Measuring a High-Speed Reaction
The reaction between the peroxidase and hydrosulfide proved to be incredibly fast, requiring specialized equipment to capture. Researcher Laura Leiskau, a doctoral student in Deponte’s lab, employed a technique known as the stopped-flow method. This approach involves mixing the enzyme and its substrate together in fractions of a second inside a spectrometer, allowing for the real-time measurement of rapid chemical changes. The stopped-flow data revealed that the peroxiredoxin 6 enzymes react with hydrosulfide at an extremely high velocity, confirming that the interaction is efficient enough to be biologically relevant.
Reaction Products
The experiments successfully mapped the entire catalytic cycle. The enzyme facilitates the transfer of electrons from hydrosulfide to hydrogen peroxide. This process reduces the harmful peroxide to water, effectively detoxifying it. In the process, the hydrosulfide is oxidized to form hydrogen disulfide. This byproduct is itself a significant molecule, as it is considered a potential source of persulfides, which are chemical species currently believed to have protective antioxidant functions within cells. The team was also able to gain initial insights into the intermediate steps of this unique catalytic process.

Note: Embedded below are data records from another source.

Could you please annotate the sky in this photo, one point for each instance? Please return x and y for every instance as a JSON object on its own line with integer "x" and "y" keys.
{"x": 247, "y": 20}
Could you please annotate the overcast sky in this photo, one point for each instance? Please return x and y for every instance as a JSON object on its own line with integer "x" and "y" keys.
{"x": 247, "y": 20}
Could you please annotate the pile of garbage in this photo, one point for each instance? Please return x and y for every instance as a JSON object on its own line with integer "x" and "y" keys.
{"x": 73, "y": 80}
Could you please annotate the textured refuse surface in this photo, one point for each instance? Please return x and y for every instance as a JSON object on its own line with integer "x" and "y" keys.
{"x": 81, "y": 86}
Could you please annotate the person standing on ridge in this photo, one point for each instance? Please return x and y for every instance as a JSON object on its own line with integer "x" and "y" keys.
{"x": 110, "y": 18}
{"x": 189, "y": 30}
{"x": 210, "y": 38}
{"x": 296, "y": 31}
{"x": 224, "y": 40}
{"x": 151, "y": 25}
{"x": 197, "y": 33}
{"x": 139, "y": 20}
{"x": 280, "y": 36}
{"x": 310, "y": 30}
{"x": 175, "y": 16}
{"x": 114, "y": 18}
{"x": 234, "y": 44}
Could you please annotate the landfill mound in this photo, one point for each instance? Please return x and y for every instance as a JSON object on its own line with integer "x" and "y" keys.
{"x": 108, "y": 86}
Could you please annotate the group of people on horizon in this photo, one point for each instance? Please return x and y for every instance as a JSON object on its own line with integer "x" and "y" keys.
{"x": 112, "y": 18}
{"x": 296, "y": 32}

Connecting Two Metabolic Worlds
The most profound implication of this research is the establishment of a direct, enzymatic bridge between peroxide and sulfide metabolism. For decades, these two critical cellular systems were studied largely in parallel. Peroxide metabolism is central to the field of oxidative stress and redox signaling, concerning the management of reactive oxygen species generated by aerobic life. Sulfide metabolism, meanwhile, is tied to bioenergetics, the sulfur cycle, and its own distinct class of cellular signaling. This discovery merges these two worlds, showing they are not just concurrent but deeply intertwined.
This newly found link suggests a more integrated cellular network for managing reactive molecules and transmitting signals than was previously understood. The peroxiredoxin 6 enzyme now emerges as a key intersection point, a molecular hub where the cell can modulate signals from both peroxide and sulfide pathways. It provides a mechanism by which changes in sulfide levels could directly impact a cell’s ability to handle oxidative stress, and vice versa. This integrated perspective will allow scientists to better understand how cells maintain homeostasis in a complex chemical environment.

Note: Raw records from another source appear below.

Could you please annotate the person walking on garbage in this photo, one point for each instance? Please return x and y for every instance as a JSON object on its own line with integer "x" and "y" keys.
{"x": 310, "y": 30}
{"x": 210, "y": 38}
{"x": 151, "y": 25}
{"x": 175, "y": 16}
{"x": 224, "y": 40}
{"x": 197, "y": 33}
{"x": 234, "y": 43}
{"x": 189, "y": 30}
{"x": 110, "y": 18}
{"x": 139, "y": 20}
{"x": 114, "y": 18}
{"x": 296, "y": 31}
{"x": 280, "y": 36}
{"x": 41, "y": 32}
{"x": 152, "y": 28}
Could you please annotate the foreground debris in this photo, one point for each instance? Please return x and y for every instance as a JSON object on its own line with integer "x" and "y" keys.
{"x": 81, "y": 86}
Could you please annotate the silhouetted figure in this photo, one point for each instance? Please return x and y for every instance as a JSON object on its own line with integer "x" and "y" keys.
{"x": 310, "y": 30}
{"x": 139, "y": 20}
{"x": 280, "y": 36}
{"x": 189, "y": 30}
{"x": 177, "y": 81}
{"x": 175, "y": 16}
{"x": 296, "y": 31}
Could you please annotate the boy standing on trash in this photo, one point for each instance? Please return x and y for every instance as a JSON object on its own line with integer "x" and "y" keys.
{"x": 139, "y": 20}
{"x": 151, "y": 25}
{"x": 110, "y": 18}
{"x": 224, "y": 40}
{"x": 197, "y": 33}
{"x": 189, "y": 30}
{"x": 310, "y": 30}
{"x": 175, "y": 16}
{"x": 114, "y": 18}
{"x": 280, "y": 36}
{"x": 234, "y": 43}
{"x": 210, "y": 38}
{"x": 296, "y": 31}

Future Research and Potential Applications
The identification of this fundamental biochemical pathway opens up numerous avenues for future investigation. It stands to reshape our understanding of cellular signaling and the metabolic regulation of reactive compounds across a wide range of organisms. By closing a major knowledge gap, the research provides a new foundation for exploring how cells respond to both internal and external stimuli.

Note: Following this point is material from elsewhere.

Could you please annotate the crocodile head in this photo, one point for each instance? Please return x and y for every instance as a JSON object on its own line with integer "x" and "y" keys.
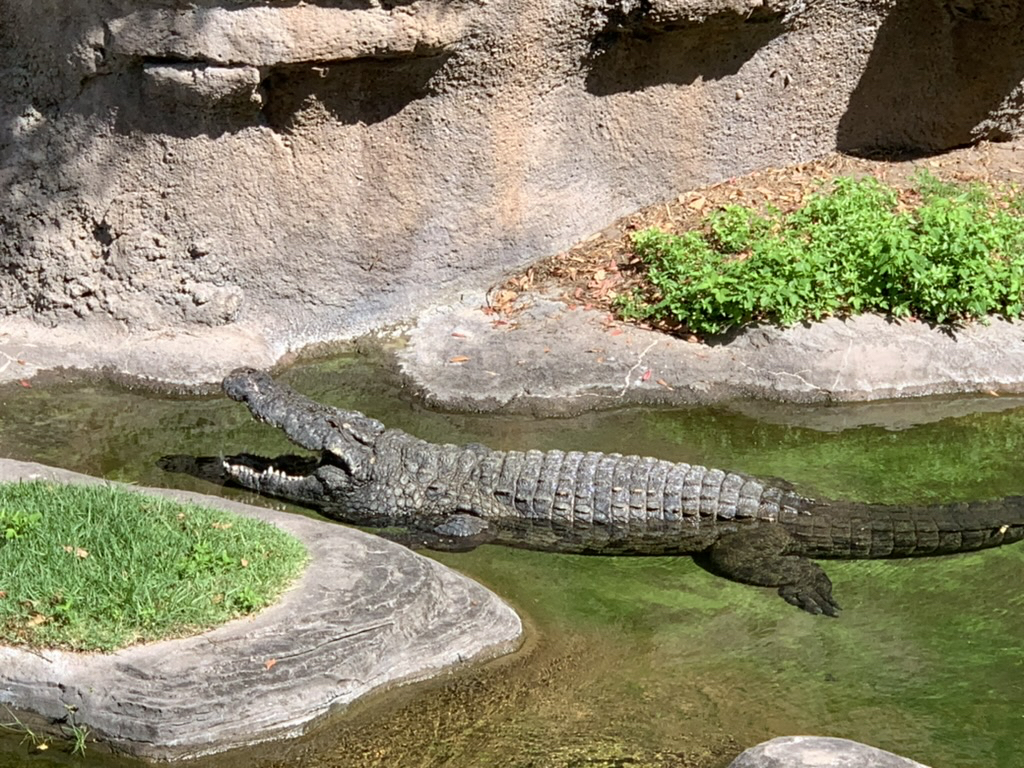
{"x": 342, "y": 442}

Furthermore, the findings may have significant therapeutic potential. The crucial role of the enzyme in the malaria parasite Plasmodium falciparum is particularly noteworthy. Understanding the intricacies of the parasite’s redox biology, including how it protects itself from oxidative stress, could expose new vulnerabilities. If this enzymatic pathway is essential for the parasite’s survival, it could become a target for novel antimalarial drugs. More broadly, as the link between oxidative stress, sulfide signaling, and various human diseases becomes clearer, this discovery could inform strategies for treating a range of conditions where these pathways are dysregulated.